Reklamı Kapat

Geçen haftanın tamamı boyunca kendimizi yalnızca siber güvenliğe adadık, ancak tek düşündüğünüz sürekli mevcut tehditler olsaydı, bu ne kadar dinlenme olurdu? Bu yüzden sizin için hafta sonu oynayabileceğiniz 5 sevimli rengarenk oyun şeklinde hoş bir eğlence hazırladık. Bunlar keyif verecek ve hayal kırıklığına uğratmayacak hoş kanepeler, ama aynı zamanda gerçekten şaşırtabilirler. Özellikle de hoş görsellerle el ele gitmeyen zorluk. Ancak her şeyi önceden açıklamayacağız. Öyleyse bizimle çeşitli ve gizemli komik kelime oyunlarıyla dolu bir dünyaya gelin.

Renk

Tamamen renklere dayalı oyun seviyeleri sunan Hue oyunu, şiddet içermeyen oyunların tüm severlerini memnun edecek.

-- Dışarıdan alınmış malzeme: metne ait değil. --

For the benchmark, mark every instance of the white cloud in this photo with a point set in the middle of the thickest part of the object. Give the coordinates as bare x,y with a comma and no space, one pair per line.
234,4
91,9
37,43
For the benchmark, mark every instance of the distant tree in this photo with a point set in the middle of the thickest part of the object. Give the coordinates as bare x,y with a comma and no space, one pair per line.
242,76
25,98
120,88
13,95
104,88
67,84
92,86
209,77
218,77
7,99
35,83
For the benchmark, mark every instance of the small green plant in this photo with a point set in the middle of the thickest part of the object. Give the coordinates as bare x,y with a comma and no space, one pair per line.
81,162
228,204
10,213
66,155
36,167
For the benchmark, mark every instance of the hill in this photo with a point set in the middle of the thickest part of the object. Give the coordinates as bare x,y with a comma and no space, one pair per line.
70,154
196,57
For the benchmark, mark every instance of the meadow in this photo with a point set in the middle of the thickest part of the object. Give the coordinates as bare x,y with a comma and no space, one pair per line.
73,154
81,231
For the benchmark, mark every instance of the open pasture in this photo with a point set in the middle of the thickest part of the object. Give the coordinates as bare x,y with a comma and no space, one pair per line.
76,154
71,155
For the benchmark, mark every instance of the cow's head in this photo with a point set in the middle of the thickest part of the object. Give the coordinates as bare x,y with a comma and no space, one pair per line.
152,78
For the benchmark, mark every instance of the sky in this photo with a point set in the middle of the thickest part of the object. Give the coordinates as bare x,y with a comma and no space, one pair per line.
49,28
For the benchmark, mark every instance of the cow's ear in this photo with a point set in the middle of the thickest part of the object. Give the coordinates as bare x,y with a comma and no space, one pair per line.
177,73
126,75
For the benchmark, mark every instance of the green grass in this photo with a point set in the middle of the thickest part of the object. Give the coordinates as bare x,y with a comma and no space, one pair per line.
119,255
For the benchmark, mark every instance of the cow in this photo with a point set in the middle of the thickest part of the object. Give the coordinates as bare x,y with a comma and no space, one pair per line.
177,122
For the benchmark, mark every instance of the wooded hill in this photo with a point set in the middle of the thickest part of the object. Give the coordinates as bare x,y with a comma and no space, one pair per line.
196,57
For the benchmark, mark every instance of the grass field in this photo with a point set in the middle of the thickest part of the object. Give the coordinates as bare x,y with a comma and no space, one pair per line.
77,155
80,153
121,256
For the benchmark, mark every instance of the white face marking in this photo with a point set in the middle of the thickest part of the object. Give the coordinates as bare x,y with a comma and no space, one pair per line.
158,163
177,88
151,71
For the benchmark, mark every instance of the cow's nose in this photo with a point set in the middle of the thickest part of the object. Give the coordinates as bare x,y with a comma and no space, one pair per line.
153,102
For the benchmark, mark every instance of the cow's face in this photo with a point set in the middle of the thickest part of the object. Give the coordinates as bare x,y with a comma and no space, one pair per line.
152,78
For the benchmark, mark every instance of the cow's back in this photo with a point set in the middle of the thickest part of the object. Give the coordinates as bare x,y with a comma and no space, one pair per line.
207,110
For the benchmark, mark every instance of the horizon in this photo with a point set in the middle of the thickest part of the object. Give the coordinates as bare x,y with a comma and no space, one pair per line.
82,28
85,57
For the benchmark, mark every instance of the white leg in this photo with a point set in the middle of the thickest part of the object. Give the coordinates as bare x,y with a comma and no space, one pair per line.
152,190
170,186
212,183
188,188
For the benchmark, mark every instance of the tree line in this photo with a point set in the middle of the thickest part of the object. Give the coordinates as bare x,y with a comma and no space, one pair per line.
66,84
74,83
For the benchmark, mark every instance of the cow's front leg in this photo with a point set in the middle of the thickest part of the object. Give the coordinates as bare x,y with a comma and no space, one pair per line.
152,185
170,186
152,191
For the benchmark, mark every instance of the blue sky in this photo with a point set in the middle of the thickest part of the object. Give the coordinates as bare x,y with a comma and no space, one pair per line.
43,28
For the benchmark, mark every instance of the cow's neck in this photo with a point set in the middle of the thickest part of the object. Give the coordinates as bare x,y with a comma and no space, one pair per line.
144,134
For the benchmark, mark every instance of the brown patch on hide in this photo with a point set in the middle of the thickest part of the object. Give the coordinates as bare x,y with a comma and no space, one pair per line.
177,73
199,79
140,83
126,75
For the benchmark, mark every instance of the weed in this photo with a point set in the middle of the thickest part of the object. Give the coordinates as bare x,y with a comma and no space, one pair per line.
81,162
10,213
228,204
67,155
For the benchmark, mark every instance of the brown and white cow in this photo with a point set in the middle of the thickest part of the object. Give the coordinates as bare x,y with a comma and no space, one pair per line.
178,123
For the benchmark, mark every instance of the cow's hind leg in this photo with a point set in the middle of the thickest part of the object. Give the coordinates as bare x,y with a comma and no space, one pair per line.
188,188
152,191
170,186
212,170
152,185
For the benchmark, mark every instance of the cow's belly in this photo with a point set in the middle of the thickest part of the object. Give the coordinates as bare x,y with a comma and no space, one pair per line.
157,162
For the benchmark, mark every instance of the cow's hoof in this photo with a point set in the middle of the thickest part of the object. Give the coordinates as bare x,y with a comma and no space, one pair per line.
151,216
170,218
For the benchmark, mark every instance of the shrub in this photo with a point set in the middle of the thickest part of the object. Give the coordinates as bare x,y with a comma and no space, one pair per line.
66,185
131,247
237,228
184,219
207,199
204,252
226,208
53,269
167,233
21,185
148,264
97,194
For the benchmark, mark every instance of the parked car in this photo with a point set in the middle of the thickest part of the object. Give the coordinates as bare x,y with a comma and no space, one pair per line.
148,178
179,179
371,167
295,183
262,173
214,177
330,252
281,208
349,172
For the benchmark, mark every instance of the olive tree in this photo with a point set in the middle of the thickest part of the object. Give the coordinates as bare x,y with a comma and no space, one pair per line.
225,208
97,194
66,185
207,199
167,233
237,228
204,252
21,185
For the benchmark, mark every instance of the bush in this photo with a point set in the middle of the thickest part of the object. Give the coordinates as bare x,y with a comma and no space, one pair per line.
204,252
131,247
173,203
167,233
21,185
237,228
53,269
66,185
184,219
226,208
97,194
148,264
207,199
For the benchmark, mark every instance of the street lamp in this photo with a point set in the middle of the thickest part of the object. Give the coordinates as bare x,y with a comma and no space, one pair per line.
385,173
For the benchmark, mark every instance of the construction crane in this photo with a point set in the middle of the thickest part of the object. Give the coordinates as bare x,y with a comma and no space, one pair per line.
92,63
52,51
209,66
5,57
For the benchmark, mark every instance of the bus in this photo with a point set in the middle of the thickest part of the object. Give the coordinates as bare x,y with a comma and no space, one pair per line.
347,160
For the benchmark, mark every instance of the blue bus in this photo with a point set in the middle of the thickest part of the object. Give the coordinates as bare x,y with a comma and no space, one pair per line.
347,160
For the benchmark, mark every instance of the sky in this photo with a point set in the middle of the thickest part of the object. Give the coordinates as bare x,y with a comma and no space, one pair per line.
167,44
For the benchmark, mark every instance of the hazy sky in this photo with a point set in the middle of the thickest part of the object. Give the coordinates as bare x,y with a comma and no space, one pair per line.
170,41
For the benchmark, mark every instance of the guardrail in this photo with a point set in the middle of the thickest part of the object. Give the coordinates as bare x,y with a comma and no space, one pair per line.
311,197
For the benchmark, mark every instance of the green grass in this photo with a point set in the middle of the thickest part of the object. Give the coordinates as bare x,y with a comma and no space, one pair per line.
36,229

Oyunun büyük çoğunluğu şiddet etrafında dönmüyor, daha ziyade çevredeki ortamı bir sonraki seviyeye geçmemizi sağlayacak şekilde değiştirmemiz gereken renkler etrafında dönüyor. Siyah beyazın ve neredeyse yanardöner renklerin benzersiz kontrastı sayesinde oldukça alışılmadık bir gösteri sizi bekliyor ve oyunun görünümü, hikayenin de sıradan olmayacağını çağrıştırıyor. Karanlık dünyayı keşfeden ve renkleri kullanarak onu daha yaşanabilir bir yere dönüştürmeye çalışan tuhaf bir çocuğun rolünü üstleniyoruz.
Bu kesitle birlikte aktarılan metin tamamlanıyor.